The Supreme Court’s Wayfair decision added to these boundary disputes. The Court ruled that states can obligate an on-line retailer to collect and remit sales taxes even if that firm’s website and physical facilities (such as manufacturing and headquarters sites) reside outside their jurisdiction.
Senator Heidi Heitkamp (D-ND) at a recent Tax Policy Center (TPC) event, as well as my colleague, Howard Gleckman, have noted how, for decades, Congress has failed to enact federal legislation to smooth out the administrative nightmares that online and catalog sales can create. But neither have the 50 states been able to agree on a coherent collections model.
However, there are examples of progress both internationally and among the US states.
My TPC colleagues Richard Auxier and Kim Rueben have detailed the various state efforts to use a streamlined sales tax agreement to address common measurement and registration issues caused by the evolution of on-line sales taxes.

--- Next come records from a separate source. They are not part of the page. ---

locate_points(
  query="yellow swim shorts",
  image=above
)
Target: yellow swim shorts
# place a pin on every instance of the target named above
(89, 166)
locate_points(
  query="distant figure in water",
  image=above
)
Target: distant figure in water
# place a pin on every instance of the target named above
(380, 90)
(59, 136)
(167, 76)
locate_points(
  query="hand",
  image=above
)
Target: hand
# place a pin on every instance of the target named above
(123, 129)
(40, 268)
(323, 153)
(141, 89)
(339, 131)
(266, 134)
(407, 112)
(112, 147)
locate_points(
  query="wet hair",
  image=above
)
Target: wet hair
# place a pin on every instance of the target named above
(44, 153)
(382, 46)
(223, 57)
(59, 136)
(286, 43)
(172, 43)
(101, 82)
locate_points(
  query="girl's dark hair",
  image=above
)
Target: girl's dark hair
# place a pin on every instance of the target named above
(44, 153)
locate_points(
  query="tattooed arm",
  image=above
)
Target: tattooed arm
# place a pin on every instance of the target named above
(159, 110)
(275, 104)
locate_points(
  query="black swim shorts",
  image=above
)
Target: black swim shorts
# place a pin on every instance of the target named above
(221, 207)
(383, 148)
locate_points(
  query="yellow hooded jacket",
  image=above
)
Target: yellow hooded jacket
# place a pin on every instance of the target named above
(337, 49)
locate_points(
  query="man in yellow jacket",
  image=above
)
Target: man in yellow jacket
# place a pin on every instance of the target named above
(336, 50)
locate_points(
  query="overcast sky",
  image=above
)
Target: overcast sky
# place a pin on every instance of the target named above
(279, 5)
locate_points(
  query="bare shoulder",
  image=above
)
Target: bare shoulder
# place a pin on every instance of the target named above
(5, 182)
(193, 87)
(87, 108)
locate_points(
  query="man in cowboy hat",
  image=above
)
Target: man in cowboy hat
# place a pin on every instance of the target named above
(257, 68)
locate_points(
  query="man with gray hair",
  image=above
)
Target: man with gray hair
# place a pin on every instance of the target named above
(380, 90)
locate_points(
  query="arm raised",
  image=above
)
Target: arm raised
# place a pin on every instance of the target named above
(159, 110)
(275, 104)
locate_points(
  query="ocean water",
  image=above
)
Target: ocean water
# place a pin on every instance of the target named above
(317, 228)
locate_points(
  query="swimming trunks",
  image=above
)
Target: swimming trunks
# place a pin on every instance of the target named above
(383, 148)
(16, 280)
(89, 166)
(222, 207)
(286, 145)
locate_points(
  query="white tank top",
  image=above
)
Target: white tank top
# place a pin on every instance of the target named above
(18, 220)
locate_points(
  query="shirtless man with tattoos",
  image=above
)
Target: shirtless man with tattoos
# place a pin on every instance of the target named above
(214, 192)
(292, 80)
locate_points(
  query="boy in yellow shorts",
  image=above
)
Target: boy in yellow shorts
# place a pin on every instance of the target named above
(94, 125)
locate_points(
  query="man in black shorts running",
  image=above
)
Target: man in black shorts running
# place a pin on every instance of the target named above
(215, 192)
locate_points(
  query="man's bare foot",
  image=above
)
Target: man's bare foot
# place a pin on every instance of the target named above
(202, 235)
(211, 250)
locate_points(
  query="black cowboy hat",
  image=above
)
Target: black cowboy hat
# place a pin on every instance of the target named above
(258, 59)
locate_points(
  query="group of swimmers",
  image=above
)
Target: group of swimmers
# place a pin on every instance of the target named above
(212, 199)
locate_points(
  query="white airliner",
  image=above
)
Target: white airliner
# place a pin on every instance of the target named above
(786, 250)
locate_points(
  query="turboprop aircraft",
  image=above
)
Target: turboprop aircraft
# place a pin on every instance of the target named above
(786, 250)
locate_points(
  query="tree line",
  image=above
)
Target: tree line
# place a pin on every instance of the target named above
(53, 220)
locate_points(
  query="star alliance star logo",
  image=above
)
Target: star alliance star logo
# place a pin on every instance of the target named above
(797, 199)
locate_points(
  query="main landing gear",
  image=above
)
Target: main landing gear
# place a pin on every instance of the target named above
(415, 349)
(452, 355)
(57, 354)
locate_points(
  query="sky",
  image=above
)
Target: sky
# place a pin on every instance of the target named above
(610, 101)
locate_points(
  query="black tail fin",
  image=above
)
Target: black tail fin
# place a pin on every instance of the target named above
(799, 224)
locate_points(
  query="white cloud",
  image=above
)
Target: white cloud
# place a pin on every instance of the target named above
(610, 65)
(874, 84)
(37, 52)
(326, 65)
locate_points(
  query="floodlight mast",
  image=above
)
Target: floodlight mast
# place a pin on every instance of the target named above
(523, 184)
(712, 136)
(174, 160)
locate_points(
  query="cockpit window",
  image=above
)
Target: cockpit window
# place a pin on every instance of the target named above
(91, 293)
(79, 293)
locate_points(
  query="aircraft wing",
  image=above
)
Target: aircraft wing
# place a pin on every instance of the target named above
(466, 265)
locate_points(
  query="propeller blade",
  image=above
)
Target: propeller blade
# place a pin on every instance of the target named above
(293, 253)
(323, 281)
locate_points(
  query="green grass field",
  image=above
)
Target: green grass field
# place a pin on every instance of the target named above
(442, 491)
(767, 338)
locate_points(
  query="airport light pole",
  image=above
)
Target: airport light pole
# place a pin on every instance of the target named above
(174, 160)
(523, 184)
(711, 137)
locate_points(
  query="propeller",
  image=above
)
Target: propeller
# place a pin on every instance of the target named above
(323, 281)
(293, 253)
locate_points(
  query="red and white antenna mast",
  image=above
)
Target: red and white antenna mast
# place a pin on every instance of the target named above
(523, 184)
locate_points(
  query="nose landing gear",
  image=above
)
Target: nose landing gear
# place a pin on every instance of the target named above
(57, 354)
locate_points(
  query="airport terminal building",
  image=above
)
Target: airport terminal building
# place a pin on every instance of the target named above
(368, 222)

Internationally, the OECD and G20 Base Erosion and Profit Shifting (BEPS) project laid out fifteen actions that nations can employ to increase transparency and adopt common standards for treating issues such as interest income, transfer pricing, and controlled foreign corporations.
So far, most of these multilateral efforts have been voluntary. Governments could be more aggressive in developing common practices if legislation or treaties made them mandatory. That big step is often opposed by those who benefit from the status quo, either through existing legislative favoritism or their ability to evade/avoid the laws. Yet pressure to resolve these issues continues to grow.
For example, the federal government could pre-empt some state actions by adopting a nationwide retail tax that it shares with the states according to a fixed formula. For many years, the federal government granted a credit against federal estate tax of up to 100 percent for payments of a state estate tax that included certain features. That gave states a significant incentive to adopt a common estate tax base since failing to do so effectively meant turning revenue over to the federal government.
Similarly, the European Union aims for a standardized tax base for the value-added tax, though its member countries may still set their own rates and are allowed some flexibility in defining their tax base.
In the face of growing complexity, even businesses are embracing common standards, at least up to a point. For instance, brick-and mortar retail firms have complained about their competitive disadvantage when on-line sellers do not collect tax for selling the same goods and services. In a sense, these firms are arguing for a common tax base to apply to both physical and on-line or mail-order sales.
Many firms’ finance and accounting officers complain about having to comply with a wide range of rules for defining income or sales tax bases among multiple jurisdictions. A multinational firm, for instance, may have to file income, sales, and value-added tax reports in thousands of jurisdictions. Even without foreign sales, a US firm may file hundreds of tax returns in the 50 states and numerous cities and counties. To address these concerns, third-party providers and software firms have jumped into this market by selling products to ease the burden on taxpayers and governments alike.
The evolution of the modern economy is only increasing pressure on taxing jurisdictions to cooperate and for federal systems to adopt laws or treaties that encourage or even require such cooperation among sub-national governments. Such efforts extend to registration, filing requirements, reporting, transparency, and definition of tax bases, and, sometimes, minimum tax rates.
These efforts always will be incomplete and ongoing, given legitimate pressures for tax competition and jurisdictional independence. But South Dakota v Wayfair, Inc. is an important step along this meandering path toward sometimes-workable conformity.